2Dem Vorstand der Patentanwaltskammer obliegt es insbesondere,

1.
in Fragen der Berufspflichten eines Patentanwalts zu beraten und zu belehren;
2.
die Erfüllung der Berufspflichten zu überwachen und das Recht der Rüge zu handhaben;
3.
auf Antrag bei Streitigkeiten zwischen dienstleistenden europäischen Patentanwälten und inländischen Patentanwälten zu vermitteln; dies umfasst die Befugnis, Schlichtungsvorschläge zu unterbreiten;
4.
auf Antrag bei Streitigkeiten zwischen dienstleistenden europäischen Patentanwälten und ihrer Mandantschaft zu vermitteln; dies umfasst die Befugnis, Schlichtungsvorschläge zu unterbreiten.

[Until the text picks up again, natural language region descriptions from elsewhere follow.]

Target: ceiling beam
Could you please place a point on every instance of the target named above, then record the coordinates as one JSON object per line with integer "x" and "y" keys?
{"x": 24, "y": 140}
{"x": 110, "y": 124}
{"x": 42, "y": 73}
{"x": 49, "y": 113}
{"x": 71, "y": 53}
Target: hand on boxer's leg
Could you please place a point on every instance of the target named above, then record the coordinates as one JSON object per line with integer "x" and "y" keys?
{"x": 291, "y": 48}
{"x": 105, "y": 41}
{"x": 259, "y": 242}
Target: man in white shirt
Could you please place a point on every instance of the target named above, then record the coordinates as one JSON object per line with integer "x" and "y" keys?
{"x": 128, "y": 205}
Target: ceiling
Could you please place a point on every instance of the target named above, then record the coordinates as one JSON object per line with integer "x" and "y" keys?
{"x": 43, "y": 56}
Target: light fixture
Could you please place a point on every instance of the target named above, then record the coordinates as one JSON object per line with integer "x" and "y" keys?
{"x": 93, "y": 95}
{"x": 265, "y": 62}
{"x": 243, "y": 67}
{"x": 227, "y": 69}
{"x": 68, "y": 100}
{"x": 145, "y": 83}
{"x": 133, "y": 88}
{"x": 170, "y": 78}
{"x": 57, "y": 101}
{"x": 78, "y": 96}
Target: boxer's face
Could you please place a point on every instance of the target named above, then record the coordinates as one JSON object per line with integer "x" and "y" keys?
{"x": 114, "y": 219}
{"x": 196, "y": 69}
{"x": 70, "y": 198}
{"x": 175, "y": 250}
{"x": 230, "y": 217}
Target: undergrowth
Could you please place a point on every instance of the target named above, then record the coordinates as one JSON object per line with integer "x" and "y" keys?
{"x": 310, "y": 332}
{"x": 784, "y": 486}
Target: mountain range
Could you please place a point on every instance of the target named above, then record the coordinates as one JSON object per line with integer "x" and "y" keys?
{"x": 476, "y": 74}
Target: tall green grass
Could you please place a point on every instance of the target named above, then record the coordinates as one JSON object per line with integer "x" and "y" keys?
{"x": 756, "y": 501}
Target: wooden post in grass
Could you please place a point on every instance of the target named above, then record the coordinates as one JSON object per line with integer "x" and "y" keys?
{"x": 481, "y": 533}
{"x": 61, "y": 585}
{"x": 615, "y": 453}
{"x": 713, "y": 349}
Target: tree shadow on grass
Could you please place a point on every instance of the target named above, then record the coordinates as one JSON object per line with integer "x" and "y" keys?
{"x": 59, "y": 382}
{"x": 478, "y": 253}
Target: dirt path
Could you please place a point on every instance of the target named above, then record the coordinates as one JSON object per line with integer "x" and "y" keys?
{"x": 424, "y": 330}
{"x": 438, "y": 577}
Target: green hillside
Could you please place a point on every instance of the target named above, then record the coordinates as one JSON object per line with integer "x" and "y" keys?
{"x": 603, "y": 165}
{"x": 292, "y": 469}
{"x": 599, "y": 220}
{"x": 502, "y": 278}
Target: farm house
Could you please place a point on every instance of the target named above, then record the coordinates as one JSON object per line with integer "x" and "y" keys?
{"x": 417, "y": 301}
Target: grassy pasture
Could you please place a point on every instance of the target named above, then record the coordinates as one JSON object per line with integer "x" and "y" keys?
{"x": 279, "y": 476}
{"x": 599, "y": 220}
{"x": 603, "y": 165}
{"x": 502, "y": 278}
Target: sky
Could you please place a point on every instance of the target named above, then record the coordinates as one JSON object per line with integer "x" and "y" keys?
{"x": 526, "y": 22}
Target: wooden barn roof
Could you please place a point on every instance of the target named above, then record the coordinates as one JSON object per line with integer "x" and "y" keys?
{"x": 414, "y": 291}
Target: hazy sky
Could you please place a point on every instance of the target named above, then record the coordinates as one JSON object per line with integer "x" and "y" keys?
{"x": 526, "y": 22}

3Der Vorstand kann die in Satz 2 Nummer 1, 3 und 4 bezeichneten Aufgaben einzelnen Mitgliedern des Vorstands übertragen.

(2) § 49 Absatz 1, die §§ 50 und 69 Absatz 3 sowie die §§ 70, 70a, 144a, 148, 150a und 151 der Patentanwaltsordnung gelten entsprechend.

(3) Die Patentanwaltskammer kann bei Zweifeln an der Rechtmäßigkeit der Niederlassung des dienstleistenden europäischen Patentanwalts oder daran, dass gegen ihn keine berufs- oder strafrechtlichen Sanktionen vorliegen, von den zuständigen Behörden des Niederlassungsstaates Informationen einholen.